Muchas veces se asocian los riesgos laborales al desempeño de tareas que impliquen el uso de fuerza física o la exposición a productos químicos o la manipulación de energía eléctrica, por poner algunos ejemplos. Sin embargo, estar al frente de una clase de niños, adolescentes o adultos puede ser tan nocivo para la salud como recoger basura sin utilizar mascarillas.
Las maestras y maestros sufren en gran medida de disfonía, gastritis, enfermedades de la columna y respiratorias y la cistitis.
Gran parte de estas enfermedades pueden estar relacionadas con los lugares de trabajo, en especial con aspectos locativos. En este sentido, la falta de un buen aislamiento acústico colabora con la disfonía así como el tipo de sillas con los problemas de columna.
También se registran entre los docentes malestares muy comunes que causan además del displacer propio del sufrimiento, ausentismo. Entre estos se encuentran los dolores de espalda, angustia, dificultades para concentrarse y dificultades para dormir.

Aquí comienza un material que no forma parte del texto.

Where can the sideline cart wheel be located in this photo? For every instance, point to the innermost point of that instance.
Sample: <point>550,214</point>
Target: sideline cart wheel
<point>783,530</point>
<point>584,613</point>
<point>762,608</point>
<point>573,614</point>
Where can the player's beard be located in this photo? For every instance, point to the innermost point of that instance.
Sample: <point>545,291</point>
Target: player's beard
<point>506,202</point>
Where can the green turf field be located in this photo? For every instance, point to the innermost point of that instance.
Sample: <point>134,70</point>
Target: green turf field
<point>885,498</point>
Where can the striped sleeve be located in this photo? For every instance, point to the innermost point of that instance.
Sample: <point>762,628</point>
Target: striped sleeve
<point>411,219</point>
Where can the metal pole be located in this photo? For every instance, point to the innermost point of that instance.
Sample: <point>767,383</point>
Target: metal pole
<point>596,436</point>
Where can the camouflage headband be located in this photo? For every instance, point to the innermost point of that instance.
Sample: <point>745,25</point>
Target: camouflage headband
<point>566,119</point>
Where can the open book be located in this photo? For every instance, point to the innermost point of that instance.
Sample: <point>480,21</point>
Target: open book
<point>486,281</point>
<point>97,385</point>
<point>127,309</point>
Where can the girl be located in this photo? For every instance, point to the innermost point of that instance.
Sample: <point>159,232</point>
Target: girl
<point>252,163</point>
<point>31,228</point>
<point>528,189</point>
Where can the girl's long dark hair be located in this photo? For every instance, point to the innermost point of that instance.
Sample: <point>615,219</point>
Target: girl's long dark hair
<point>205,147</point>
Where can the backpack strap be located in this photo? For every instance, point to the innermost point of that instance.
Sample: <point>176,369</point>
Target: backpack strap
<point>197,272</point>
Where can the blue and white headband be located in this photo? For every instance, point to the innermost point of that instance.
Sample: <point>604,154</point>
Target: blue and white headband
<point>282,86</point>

Una de las posibles causas de estas molestias puede encontrarse en factores psicológicos inherente a una tarea que va más allá de la educación, ya que todos estos factores enumerados pueden verse como parte de la sintomatología del burn out.
No son pocos los maestros que se ven desbordados por las problemáticas afectivas de los alumnos y que no siempre cuentan en los lugares de trabajo un psicólogo o al menos otro técnico en el que apoyarse. El hostigamiento escolar, la falta de límites y las problemáticas tocantes a los nuevos modelos de familia son elementos que se encuentran presente en el día a día de los maestros.
En este sentido, no son pocos los maestros y maestras que consumen psicofármacos, en especial barbitúricos.
La formación contínua, la división de tareas y las reuniones docentes donde se colectivicen problemáticas para su resolución, tal vez sean factores que protejan a los maestros de los riesgos que los atraviesan en sus trabajos.